1月16日、米税制改革が日本勢の米債投資に影響を及ぼす可能性が出てきた。邦銀が米支店へドル資金を送金した場合に課税されることが明らかになり、米債などへの投資が減少するとの見方が浮上。ドル需要の減退が足元のドル調達コストを押し下げているとの指摘もある。写真は2016年11月撮影(2018年 ロイター/Dado Ruvic)

[東京 16日 ロイター] - 米税制改革が日本勢の米債投資に影響を及ぼす可能性が出てきた。邦銀が米支店へドル資金を送金した場合に課税されることが明らかになり、米債などへの投資が減少するとの見方が浮上。ドル需要の減退が足元のドル調達コストを押し下げているとの指摘もある。減税効果が注目されがちな米税制改革だが、隠れていた増税面にもマーケットのスポットが当たり始めた。

盛り込まれた「BEAT」

 米税制改革法は昨年12月22日に成立。市場は法人税などの減税効果をはやしているが、「BEAT(base erosion and anti-abuse)」と呼ばれる国際租税に関する項目が盛り込まれていることはあまり知られていない。

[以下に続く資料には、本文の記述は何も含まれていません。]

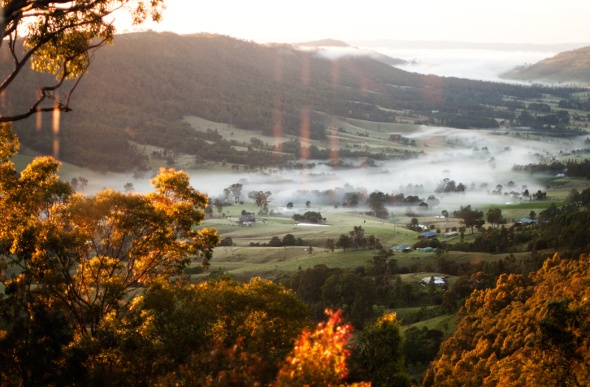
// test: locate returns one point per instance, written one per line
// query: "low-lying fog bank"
(480, 160)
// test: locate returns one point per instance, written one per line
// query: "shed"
(428, 234)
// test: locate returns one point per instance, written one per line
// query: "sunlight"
(55, 128)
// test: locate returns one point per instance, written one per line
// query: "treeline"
(526, 330)
(574, 168)
(142, 87)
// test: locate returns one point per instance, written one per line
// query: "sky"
(499, 21)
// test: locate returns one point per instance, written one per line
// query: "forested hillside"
(570, 67)
(139, 89)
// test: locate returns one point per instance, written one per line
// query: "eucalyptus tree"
(59, 37)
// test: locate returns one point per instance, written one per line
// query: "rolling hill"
(569, 67)
(139, 91)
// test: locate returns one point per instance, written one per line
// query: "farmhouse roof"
(527, 221)
(427, 234)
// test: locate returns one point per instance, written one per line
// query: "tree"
(218, 204)
(494, 216)
(61, 38)
(469, 217)
(236, 191)
(330, 245)
(289, 240)
(378, 353)
(319, 357)
(261, 198)
(522, 332)
(344, 242)
(92, 255)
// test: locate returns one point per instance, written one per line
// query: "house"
(426, 249)
(246, 220)
(527, 221)
(428, 234)
(438, 281)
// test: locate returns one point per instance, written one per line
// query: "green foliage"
(378, 353)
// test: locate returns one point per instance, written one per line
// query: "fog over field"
(479, 159)
(480, 64)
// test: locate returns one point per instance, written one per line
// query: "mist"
(477, 64)
(479, 159)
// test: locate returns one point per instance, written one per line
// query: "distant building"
(246, 220)
(402, 249)
(427, 235)
(438, 280)
(527, 221)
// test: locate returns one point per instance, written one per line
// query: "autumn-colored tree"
(78, 260)
(319, 357)
(522, 332)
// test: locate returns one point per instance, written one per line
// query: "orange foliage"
(319, 357)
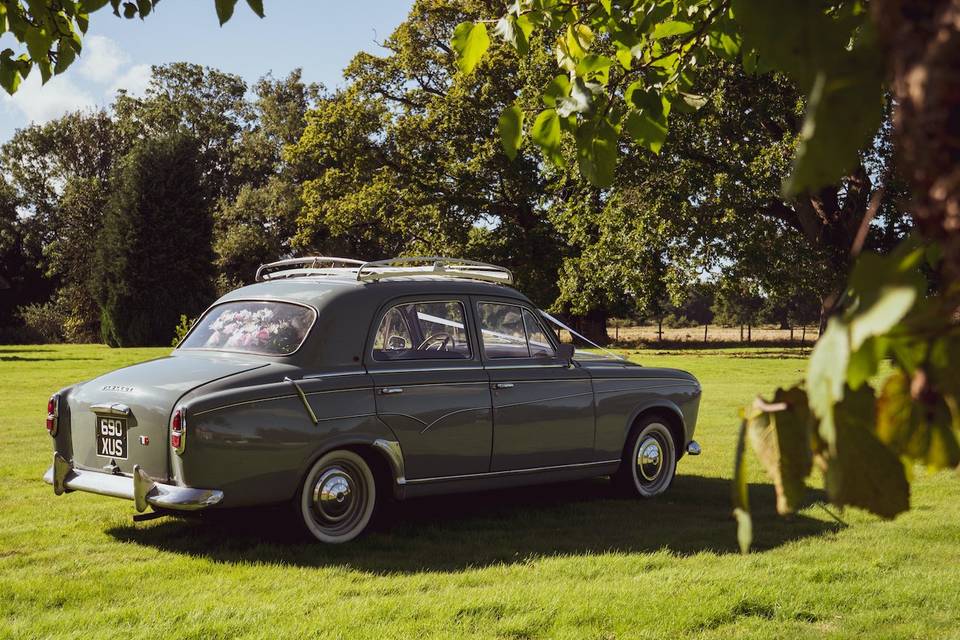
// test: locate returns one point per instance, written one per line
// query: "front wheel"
(650, 459)
(338, 497)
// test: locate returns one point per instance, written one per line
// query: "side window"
(502, 332)
(537, 340)
(423, 331)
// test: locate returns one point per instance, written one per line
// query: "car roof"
(346, 308)
(320, 292)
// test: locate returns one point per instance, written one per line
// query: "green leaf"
(510, 127)
(579, 37)
(595, 67)
(471, 42)
(671, 28)
(580, 100)
(10, 77)
(597, 152)
(65, 56)
(827, 373)
(863, 472)
(780, 433)
(515, 32)
(225, 10)
(257, 7)
(89, 6)
(921, 429)
(648, 124)
(546, 134)
(558, 88)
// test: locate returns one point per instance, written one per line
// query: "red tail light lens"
(178, 428)
(53, 413)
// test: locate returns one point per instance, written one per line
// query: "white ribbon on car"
(579, 335)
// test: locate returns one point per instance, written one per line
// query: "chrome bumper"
(140, 488)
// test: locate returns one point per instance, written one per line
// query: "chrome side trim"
(111, 409)
(303, 399)
(163, 496)
(494, 474)
(538, 400)
(394, 454)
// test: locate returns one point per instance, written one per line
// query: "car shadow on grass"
(451, 533)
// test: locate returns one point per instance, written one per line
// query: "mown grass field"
(564, 561)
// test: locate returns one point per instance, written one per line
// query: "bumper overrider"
(140, 488)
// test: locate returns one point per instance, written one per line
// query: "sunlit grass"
(567, 561)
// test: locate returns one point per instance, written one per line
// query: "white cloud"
(134, 80)
(41, 103)
(101, 59)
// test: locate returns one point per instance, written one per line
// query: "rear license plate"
(112, 437)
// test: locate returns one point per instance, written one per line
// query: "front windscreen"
(267, 328)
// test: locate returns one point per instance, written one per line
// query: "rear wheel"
(650, 459)
(338, 497)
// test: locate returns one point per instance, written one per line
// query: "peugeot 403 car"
(335, 384)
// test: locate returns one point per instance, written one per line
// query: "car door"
(543, 408)
(430, 386)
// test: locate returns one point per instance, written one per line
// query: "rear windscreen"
(267, 328)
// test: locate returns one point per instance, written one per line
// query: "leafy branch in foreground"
(628, 63)
(52, 32)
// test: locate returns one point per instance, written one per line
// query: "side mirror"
(565, 352)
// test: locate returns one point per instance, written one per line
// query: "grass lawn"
(566, 561)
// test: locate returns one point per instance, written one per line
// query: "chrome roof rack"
(436, 266)
(316, 265)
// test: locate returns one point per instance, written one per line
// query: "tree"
(52, 32)
(204, 103)
(831, 51)
(404, 159)
(154, 260)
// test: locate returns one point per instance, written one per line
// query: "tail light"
(178, 429)
(53, 414)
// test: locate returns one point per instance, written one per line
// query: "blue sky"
(320, 36)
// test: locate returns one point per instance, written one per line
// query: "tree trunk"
(593, 325)
(922, 44)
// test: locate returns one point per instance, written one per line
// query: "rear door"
(543, 408)
(431, 389)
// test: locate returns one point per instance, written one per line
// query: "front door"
(543, 412)
(431, 389)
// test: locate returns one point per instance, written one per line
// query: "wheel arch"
(672, 417)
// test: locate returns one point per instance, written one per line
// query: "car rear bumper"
(140, 487)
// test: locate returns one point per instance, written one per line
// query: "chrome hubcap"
(650, 459)
(334, 495)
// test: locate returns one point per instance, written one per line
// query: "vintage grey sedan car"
(335, 384)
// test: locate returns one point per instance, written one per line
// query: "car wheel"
(338, 497)
(650, 459)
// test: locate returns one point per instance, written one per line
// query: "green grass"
(565, 561)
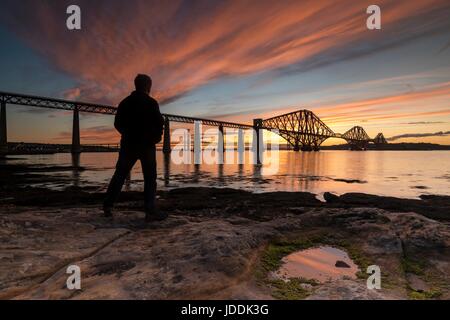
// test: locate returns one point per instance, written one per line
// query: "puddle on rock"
(321, 264)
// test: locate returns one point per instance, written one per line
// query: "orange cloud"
(185, 44)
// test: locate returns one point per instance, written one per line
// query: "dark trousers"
(128, 156)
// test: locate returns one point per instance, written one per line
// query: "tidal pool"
(321, 264)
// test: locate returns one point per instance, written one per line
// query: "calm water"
(317, 263)
(406, 174)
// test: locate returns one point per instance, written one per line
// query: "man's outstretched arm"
(119, 119)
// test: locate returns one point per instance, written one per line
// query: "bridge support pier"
(76, 146)
(3, 130)
(221, 145)
(197, 142)
(257, 140)
(166, 142)
(241, 146)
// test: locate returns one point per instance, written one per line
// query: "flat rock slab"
(194, 257)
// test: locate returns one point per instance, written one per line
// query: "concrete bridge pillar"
(197, 142)
(76, 146)
(221, 145)
(166, 142)
(3, 130)
(257, 140)
(241, 146)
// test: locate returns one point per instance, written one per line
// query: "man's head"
(143, 83)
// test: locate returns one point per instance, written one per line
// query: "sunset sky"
(232, 60)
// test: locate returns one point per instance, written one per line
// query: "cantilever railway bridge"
(302, 129)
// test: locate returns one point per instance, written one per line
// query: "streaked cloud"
(186, 44)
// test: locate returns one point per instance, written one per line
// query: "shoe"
(155, 216)
(107, 212)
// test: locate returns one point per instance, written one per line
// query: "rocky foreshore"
(217, 244)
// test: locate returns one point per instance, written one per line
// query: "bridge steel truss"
(302, 129)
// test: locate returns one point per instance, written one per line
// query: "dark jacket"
(139, 120)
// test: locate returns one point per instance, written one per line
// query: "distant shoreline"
(24, 148)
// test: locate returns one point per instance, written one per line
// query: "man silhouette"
(140, 124)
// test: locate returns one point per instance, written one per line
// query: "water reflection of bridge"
(302, 129)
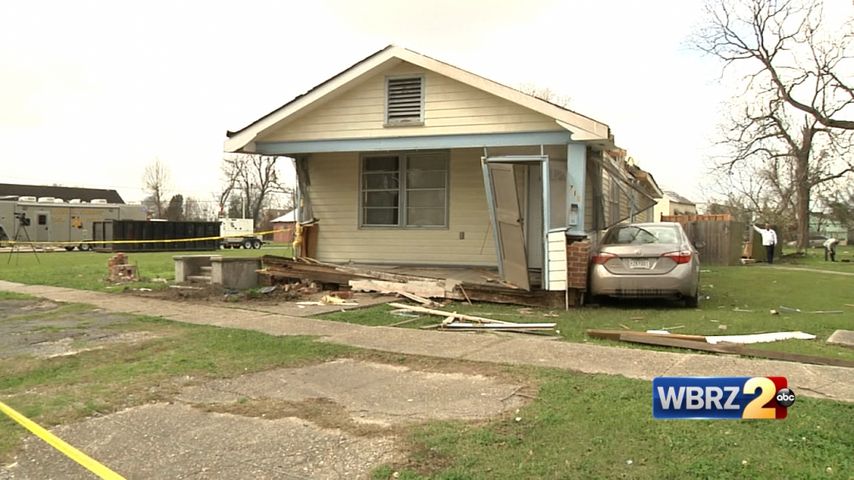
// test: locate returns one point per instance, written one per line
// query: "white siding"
(335, 202)
(557, 261)
(451, 107)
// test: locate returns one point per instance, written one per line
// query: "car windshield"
(635, 235)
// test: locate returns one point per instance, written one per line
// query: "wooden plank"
(666, 341)
(500, 326)
(789, 357)
(419, 288)
(661, 340)
(440, 313)
(615, 335)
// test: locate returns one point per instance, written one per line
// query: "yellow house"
(403, 159)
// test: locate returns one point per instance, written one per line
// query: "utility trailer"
(239, 232)
(49, 219)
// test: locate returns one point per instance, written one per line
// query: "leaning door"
(507, 221)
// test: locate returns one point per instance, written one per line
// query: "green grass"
(757, 288)
(66, 389)
(14, 296)
(814, 258)
(598, 426)
(88, 270)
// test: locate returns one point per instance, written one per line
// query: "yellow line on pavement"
(57, 443)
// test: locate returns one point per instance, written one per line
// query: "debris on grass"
(457, 321)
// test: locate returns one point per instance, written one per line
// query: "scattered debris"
(760, 337)
(185, 287)
(119, 270)
(416, 288)
(842, 337)
(699, 342)
(457, 321)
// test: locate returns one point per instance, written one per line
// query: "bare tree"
(545, 93)
(794, 95)
(155, 180)
(256, 177)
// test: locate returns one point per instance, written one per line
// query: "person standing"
(830, 249)
(769, 240)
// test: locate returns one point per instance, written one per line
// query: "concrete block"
(238, 273)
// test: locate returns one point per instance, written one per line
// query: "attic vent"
(405, 101)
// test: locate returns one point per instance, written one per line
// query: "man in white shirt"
(830, 249)
(769, 241)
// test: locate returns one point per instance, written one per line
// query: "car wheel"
(693, 301)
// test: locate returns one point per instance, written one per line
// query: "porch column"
(576, 171)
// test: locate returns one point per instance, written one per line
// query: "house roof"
(583, 128)
(288, 217)
(65, 193)
(675, 197)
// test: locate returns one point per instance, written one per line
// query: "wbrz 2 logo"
(721, 397)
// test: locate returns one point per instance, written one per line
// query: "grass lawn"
(739, 302)
(597, 426)
(66, 389)
(88, 270)
(579, 426)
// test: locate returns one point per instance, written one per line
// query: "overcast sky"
(92, 91)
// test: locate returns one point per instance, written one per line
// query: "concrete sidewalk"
(836, 383)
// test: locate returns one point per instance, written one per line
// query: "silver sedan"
(646, 260)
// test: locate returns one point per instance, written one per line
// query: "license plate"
(638, 263)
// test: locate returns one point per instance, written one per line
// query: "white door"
(508, 224)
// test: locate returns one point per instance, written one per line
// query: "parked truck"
(49, 219)
(239, 232)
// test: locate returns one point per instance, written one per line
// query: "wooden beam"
(440, 313)
(615, 335)
(664, 341)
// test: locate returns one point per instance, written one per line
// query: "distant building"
(64, 193)
(283, 227)
(674, 204)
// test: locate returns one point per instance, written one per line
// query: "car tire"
(693, 301)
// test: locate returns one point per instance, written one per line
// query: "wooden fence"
(718, 238)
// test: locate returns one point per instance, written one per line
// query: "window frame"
(420, 121)
(402, 204)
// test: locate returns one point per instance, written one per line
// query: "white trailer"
(239, 232)
(48, 219)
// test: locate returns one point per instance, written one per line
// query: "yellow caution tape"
(57, 443)
(126, 242)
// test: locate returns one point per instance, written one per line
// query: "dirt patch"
(274, 300)
(372, 393)
(163, 441)
(47, 329)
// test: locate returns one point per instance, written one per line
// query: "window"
(404, 101)
(404, 190)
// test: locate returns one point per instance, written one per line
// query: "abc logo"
(785, 397)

 BEATでは、邦銀を含む非米銀本店が本支店勘定により米国支店に資金を送金した場合、これまでは事実上非課税だった借入金利費用に課税される。税率は2018年には借入金利費用の5%、19年には10%、25年には12.5%と徐々に上がる。

 BEATはグロスの総収入が5億ドルを超える外国企業(製造業含む)の在米事業の全てに適用されるが、金融機関の場合には税率がそれぞれ1%上乗せされる。ドル建ての証券投資や貸付に際しては、邦銀本店が円投/ドル転スワップ等でドル資金を調達し、米国などの拠点に本支店勘定を通じて送金する場合が多い。